# AdMob im Projekt einbinden?



## bruce85 (23. Nov 2012)

Hallo,
ich versuche schon sehr lange AdMob bei mir einzubauen, ich habe auch sehr viele Tutorials gefunden, leider funktioniert es nicht bei mir.

In der AndroidManifest.xml habe ich folgendes hinzugefügt:
[XML]<activity android:name="com.google.ads.AdActivity" android:configChanges="keyboard|keyboardHidden|orientation|screenLayout|uiMode|screenSize|smallestScreenSize" />[/XML]
Hier meldet er folgendes:
error: Error: String types not allowed (at 'configChanges' with value 'keyboard|keyboardHidden|orientation|screenLayout|uiMode|screenSize|smallestScreenSize').

Der sagt mir, das die String Typen nicht erlaubt sind, aber bei einem beispiel Exemplar, die ich von einem Tutorial runtergeladen hab, funktioniert es doch auch.

Woran könnte das Problem denn liegen?

MfG


----------



## schlingel (24. Nov 2012)

> Woran könnte das Problem denn liegen?


Das Problem liegt an der verwendeten API-Version. Um AdMob zu verwenden muss man eine etwas höhere Version des SDKs verwenden. (HONEYCOMB wenn ich mich nicht täusche, ist das Minimum)

Du kannst natürlich das Projekt auch für geringere Versionen ausführen aber wenn du nicht min.

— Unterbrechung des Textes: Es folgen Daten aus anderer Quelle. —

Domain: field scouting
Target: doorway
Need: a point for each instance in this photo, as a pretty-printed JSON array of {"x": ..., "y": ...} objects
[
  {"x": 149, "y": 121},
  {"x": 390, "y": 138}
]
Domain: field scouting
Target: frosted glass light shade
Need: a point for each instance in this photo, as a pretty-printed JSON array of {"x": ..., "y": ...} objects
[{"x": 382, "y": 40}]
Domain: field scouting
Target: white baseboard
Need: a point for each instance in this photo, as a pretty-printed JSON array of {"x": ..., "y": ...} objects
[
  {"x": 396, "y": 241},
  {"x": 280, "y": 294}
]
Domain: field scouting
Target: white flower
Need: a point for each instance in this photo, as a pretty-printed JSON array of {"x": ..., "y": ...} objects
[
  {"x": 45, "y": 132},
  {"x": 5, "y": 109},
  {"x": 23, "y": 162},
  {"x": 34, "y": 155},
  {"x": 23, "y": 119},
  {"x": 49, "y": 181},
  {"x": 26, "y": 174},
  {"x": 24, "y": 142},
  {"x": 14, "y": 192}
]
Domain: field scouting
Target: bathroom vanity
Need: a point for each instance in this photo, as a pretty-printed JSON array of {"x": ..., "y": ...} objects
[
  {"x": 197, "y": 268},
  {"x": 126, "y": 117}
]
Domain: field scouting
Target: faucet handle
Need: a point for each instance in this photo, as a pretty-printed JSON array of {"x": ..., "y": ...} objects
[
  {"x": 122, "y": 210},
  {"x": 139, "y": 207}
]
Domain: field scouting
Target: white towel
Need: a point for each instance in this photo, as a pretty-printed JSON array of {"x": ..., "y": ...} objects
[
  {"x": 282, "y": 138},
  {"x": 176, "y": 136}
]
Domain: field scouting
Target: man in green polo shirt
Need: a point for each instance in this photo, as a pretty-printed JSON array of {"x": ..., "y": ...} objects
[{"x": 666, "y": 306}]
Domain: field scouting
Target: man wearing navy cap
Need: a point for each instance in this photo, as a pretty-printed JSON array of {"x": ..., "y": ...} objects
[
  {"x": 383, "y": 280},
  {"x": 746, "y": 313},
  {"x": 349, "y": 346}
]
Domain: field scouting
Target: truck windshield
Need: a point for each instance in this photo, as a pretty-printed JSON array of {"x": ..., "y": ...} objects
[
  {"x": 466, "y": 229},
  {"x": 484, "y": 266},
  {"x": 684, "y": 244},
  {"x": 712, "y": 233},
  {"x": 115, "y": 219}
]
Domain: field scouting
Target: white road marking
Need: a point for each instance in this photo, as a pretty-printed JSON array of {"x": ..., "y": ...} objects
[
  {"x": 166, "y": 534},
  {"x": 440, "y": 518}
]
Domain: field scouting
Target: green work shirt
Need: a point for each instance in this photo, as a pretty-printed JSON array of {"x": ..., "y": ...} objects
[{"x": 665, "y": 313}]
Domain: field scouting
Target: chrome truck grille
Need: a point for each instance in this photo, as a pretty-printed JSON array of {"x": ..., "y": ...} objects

API Level 11 verwendest, gibt's die nötigen Attribut-Werte nicht.


----------



## bruce85 (24. Nov 2012)

Vielen Dank, durch viel googeln hab ich das auch herausgefunden und die API level auf 15 gestellt.

Ich hab da noch eine Frage:
Bei meinem Projekt erstelle ich ein Panel und auf diesem Panel werden halt bilder u.s.w. gezeichnet.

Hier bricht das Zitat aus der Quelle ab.